Troisième axe : la simplification de notre système social
Deux volets dans ce chantier : l’amélioration de l’accès aux soins et la simplification du système des aides sociales.
- Une aide unique pour financer une mutuelle santé
L’ACS, prévue pour financer des contrats standardisés proposés par des organismes complémentaires, était décrite comme un « parcours du combattant » par les personnes qui y étaient éligibles, ce qui se traduisait par un taux de non-recours supérieur à 50 %. En contrepartie d’une participation de moins de 30 euros par personne et par mois, ses bénéficiaires vont demain accéder à la couverture-maladie complémentaire (CMU-C) qui profite aujourd’hui à 5,5 millions de personnes. Cette complémentaire publique permet, comme les contrats ACS le permettaient aussi, une exonération des participations forfaitaires (1 euro lors des consultations chez le médecin), une prise en charge du forfait hospitalier, ou l’absence de dépassement d’honoraires.
Le panier de soins aux bénéficiaires de cette nouvelle allocation sera, après négociation avec les professionnels de santé, harmonisé et étoffé (lunettes, prothèses auditives…). L’ACS bénéficie déjà à 1,2 million de personnes et, avec ces aménagements, 200 000 de plus entreraient dans le dispositif. Le coût de cette mesure, 500 millions d’euros, étalé jusqu’en 2022, sera à la charge de l’Assurance-maladie.
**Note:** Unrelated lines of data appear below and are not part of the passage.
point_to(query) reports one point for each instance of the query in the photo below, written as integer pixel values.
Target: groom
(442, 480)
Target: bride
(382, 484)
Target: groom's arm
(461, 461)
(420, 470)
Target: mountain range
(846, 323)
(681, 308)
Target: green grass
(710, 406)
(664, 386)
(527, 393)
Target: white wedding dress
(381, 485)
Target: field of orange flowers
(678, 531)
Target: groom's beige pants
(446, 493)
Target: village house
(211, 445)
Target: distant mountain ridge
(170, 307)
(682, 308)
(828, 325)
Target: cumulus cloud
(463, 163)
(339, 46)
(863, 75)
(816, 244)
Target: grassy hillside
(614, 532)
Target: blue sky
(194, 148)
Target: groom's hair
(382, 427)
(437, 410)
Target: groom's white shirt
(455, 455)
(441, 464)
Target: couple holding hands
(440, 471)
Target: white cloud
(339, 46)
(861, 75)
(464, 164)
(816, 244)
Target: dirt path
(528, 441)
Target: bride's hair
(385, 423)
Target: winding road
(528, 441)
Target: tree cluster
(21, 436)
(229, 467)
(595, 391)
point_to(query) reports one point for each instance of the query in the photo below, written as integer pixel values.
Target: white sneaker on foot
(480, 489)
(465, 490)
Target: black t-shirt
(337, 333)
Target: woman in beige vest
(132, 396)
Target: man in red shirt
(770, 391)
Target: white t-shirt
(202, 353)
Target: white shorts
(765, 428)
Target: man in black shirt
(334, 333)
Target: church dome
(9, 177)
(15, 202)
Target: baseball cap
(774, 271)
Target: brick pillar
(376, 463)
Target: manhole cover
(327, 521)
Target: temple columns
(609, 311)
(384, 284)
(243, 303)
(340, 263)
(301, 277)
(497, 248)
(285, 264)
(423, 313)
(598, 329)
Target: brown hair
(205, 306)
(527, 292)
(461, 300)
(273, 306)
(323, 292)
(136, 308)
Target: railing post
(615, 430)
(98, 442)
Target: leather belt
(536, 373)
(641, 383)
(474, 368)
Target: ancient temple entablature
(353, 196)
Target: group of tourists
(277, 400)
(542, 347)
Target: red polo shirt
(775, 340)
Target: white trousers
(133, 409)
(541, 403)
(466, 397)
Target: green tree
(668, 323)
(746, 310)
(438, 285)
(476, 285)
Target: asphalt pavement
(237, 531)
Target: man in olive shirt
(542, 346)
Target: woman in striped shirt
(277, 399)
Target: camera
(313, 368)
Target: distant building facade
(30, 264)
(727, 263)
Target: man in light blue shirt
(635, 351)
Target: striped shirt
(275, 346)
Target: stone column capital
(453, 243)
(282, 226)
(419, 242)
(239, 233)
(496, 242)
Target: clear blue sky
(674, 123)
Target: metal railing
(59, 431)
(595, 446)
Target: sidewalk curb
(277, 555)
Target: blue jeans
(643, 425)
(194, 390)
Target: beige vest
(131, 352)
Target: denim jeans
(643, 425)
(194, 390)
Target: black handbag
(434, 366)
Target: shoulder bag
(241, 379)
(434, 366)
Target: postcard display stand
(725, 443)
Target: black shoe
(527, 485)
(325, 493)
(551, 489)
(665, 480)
- Simplifier le maquis des aides sociales
Autre exemple : le renouvellement de la couverture-maladie universelle complémentaire sera automatisé pour les bénéficiaires du RSA. Par ailleurs, les « accueils sociaux inconditionnels » seront généralisés à l’échelle nationale au travers des centres sociaux ou d’associations agréés, et des expérimentations de « territoires zéro non-recours » seront également lancées. Cela devrait faire gagner un temps précieux aux travailleurs sociaux qui pourront mieux se consacrer aux personnes qu’ils accompagnent et redonner du sens à leur travail.